St. Jakobus der Ältere (Rabenden)
Highlights
- St. Jakobus der Ältere ist der Namenspatron der Pfarrei St. Margareta in Baumburg.
- Die Kirche befindet sich in Kienberg und ist Teil des Dekanats Baumburg.
- Jakobusfreunde engagieren sich in der Pfarrgemeinschaft rund um den Apostel Jakobus.
Eigenschaften
Über St. Jakobus der Ältere (Rabenden)
Die evangelische Kirche St. Jakobus der Ältere in Rabenden, einem Ortsteil der Gemeinde Kienberg im Landkreis Traunstein, ist ein sakraler Bau aus dem späten Mittelalter. Sie wurde im gotischen Stil errichtet und zählt zu den bedeutenden historischen Kirchenbauten der Region. Die genaue Gründungszeit liegt im 15. Jahrhundert, was sie zu einem wichtigen Zeugnis der Spätgotik in Oberbayern macht. Die Kirche steht im Zentrum von Rabenden und präsentiert sich mit einer markanten Architektur, die typisch für die religiösen Bauten jener Epoche ist.

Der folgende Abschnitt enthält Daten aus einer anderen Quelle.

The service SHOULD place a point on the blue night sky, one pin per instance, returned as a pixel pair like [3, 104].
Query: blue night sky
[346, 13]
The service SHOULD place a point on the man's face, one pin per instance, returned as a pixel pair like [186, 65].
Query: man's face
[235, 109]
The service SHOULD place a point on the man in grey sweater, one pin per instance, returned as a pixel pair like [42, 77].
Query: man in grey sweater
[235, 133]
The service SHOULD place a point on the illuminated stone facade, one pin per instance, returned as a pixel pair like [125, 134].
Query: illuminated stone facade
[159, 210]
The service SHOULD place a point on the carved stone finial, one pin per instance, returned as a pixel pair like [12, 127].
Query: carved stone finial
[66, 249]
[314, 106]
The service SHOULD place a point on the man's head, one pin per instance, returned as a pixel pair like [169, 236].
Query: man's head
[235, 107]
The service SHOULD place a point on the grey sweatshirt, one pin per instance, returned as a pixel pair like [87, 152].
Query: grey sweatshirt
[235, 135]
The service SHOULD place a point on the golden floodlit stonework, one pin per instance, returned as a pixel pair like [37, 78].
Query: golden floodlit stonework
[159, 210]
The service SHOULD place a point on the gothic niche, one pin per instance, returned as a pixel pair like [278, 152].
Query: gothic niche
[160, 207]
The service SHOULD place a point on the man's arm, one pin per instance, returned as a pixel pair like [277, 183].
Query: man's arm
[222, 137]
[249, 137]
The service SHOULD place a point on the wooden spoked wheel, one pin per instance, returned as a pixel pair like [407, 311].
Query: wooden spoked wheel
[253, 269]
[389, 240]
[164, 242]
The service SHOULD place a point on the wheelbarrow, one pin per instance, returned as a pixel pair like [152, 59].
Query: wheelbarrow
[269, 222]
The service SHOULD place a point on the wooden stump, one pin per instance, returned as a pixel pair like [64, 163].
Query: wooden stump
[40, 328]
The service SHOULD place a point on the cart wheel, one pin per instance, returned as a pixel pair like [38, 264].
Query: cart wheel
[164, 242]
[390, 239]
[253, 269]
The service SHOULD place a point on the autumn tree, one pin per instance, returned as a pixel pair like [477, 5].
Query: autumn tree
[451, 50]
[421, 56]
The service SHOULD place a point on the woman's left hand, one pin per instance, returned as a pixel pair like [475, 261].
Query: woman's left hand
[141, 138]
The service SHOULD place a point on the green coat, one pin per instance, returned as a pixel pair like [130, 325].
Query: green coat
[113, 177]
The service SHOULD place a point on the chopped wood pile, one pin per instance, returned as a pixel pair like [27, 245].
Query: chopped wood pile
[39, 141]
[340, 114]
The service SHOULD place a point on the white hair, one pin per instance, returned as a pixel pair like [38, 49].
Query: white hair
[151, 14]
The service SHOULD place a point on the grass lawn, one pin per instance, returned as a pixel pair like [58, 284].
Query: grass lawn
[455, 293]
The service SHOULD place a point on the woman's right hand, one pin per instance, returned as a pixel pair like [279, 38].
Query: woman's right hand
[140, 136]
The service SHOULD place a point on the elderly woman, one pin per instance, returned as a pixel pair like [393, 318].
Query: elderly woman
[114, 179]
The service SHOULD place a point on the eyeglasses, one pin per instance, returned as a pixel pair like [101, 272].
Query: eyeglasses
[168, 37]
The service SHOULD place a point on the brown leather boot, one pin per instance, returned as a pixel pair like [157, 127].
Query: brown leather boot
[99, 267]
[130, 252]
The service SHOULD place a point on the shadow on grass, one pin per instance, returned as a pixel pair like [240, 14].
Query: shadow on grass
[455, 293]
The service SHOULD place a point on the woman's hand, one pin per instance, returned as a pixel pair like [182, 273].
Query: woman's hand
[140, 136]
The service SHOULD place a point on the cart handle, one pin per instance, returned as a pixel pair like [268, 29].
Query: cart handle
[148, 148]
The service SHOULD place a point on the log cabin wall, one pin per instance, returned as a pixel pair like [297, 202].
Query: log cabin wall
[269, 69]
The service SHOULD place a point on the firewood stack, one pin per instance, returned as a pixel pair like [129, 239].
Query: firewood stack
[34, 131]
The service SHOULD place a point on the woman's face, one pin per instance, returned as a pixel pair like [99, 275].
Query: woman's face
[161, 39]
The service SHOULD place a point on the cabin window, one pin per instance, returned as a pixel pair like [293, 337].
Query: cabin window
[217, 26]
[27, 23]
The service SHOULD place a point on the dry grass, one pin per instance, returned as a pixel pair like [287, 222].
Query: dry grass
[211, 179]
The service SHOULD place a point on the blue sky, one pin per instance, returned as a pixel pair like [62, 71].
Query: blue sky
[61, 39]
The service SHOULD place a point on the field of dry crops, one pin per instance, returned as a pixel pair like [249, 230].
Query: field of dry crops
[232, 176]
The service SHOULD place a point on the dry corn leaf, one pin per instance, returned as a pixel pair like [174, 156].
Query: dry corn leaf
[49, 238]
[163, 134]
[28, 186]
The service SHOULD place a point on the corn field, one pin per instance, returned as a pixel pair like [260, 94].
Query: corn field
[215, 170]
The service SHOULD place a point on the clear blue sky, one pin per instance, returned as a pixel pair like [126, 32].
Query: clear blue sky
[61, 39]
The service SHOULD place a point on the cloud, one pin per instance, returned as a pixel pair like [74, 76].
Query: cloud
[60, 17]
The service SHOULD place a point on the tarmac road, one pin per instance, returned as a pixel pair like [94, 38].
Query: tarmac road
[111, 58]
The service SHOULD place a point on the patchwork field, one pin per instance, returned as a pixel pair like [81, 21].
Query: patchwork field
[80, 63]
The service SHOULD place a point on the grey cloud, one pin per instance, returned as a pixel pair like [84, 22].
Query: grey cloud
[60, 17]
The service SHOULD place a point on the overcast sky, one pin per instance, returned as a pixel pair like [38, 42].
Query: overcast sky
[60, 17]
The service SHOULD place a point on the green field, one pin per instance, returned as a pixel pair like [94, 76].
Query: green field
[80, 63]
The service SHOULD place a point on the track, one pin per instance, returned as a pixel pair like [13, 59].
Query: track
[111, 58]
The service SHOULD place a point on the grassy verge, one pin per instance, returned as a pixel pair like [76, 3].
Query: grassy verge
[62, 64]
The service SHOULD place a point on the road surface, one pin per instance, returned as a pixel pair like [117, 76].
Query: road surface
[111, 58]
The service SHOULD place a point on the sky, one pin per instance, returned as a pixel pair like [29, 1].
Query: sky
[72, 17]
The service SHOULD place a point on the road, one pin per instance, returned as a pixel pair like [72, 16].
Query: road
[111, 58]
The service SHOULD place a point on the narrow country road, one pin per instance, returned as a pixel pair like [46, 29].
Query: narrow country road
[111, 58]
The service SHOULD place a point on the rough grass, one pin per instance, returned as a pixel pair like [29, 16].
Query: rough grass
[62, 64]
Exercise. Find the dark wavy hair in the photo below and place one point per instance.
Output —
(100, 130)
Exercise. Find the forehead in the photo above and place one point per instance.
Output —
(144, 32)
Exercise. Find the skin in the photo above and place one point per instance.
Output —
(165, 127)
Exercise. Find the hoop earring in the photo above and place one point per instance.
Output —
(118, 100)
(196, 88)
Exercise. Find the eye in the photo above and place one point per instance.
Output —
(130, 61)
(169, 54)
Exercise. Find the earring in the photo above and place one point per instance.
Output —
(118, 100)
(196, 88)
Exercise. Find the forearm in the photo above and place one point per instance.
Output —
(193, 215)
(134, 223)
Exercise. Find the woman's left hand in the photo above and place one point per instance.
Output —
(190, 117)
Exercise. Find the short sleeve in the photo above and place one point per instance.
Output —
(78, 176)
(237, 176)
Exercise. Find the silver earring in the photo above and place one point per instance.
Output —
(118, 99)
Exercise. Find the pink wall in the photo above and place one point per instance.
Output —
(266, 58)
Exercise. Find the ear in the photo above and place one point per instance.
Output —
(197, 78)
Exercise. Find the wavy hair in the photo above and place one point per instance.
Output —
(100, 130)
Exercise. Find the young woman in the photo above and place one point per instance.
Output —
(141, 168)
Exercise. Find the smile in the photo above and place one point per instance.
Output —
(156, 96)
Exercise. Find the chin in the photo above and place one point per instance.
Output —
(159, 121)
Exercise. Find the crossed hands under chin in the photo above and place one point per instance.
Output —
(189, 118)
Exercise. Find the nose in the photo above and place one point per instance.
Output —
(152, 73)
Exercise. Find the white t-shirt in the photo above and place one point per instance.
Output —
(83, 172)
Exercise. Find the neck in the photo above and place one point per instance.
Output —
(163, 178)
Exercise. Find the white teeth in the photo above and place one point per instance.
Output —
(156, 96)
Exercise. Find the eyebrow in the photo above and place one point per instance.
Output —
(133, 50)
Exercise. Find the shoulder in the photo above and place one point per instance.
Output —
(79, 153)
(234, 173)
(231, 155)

Das Innere der Kirche beherbergt wertvolle Kunstwerke, darunter einen bemerkenswert kunstvoll geschnitzten Flügelaltar aus dem Spätmittelalter. Dieser Altar stammt von einem unbekannten Meister und gilt als eines der herausragenden Werke mittelalterlicher Holzschnitzerei in der Gegend. Ein weiteres bemerkenswertes Objekt ist ein römischer Weihestein aus der Antike, der im Gotteshaus gefunden wurde und auf das Jahr 229 n. Chr. datiert. Diese Funde unterstreichen die lange kirchliche und kulturelle Tradition des Ortes.
Die Kirche ist Teil der Pfarrei St. Margareta in Baumburg und wird heute noch aktiv genutzt. Neben dem Gottesdienstgeschehen dient sie als Ort der Begegnung und des kulturellen Lebens. So finden regelmäßig Kirchenführungen statt, bei denen Besucherinnen und Besucher die historischen Schätze und die Baukunst der St. Jakobus-Kirche näher kennenlernen können. Die Gemeinde engagiert sich zudem in verschiedenen kirchlichen und sozialen Aktivitäten, darunter Caritas, Frauenbund, Ministranten oder der Jakobusfreunde.
Obwohl die Kirche in manchen Quellen auch unter dem Namen „Jakobskirche-Altenmarkt“ gelistet wird, ist ihr offizieller Standort und ihre Zugehörigkeit eindeutig dem Ort Rabenden zuzuordnen. Diese Benennung mag auf administrative oder historische Zuordnungen innerhalb des Kirchensprengels zurückzuführen sein, ohne den sakralen oder kulturellen Wert des Bauwerks zu mindern. Die Kirche genießt bei Besucherinnen und Besuchern ein hohes Ansehen, was sich auch in den Bewertungen widerspiegelt.